Thank you Mike! extremely interesting, I'll do wooden hinges too, now I have seen the outcome, it's wonderful
-
I got an idea while writing - maybe someone else must have already thought of it: instead of gluing two halves, one makes a blind cut, so deep as just to reach the center of the hinge, and then glues a thin batten to close the cut


----------



## stefang (Apr 9, 2009)

stefang said:


> *Making a Wooden Hinge For Your Box - Tutorial*
> 
> While the rest of the world is going forward I seem to be going in the other direction, ie; wooden hinges. I bought a book from FWW back in 1998 showing router projects and techniques culled from past magazine articles. There was an article there by Rob Cosman.which included a method of making wooden hinges. This is the type of hinge in question shown on my box below.
> 
> ...


Thanks everyone for all those kind and positive comments.

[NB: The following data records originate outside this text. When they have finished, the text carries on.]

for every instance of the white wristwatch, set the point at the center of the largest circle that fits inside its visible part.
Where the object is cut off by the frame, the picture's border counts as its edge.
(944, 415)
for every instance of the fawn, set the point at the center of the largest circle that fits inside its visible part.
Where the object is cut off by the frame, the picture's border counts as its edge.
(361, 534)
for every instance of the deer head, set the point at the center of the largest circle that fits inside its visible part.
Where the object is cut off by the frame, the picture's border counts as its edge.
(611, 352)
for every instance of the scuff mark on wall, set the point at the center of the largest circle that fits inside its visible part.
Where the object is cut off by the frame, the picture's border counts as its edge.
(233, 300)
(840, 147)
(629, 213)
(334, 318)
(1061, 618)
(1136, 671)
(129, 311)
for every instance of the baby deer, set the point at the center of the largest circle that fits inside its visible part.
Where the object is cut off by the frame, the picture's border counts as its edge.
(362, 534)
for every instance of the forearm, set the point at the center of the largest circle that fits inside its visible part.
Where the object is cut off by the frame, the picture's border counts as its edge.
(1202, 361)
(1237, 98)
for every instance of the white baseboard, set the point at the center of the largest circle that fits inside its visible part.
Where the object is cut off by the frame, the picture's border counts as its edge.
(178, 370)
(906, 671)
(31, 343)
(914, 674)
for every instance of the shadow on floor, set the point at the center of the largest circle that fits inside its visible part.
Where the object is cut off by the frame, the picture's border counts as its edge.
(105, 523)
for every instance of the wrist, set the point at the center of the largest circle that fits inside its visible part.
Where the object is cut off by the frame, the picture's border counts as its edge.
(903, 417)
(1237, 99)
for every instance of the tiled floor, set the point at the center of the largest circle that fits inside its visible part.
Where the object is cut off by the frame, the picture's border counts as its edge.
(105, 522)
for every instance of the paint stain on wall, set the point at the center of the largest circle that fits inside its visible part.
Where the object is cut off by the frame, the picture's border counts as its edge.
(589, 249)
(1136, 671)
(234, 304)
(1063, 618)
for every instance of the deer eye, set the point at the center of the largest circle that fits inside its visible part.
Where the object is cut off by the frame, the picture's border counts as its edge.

I really enjoyed doing this tutorial. I didn't know how I was going to round the hinge when I went out to the workshop yesterday, and then (luckily) came up with the hand drill jig. I know it's no big deal, but I got a lot of pleasure (and relief) finding a simple workable solution that everyone could use.

*PrairieFire* No educational degrees. I just take a lot of photos of the process in sequential order. Then I put them into the blog as I write a description of what is going on. It is true that one picture is worth a thousand words, but I seem to wind up with both the photos and the thousand words!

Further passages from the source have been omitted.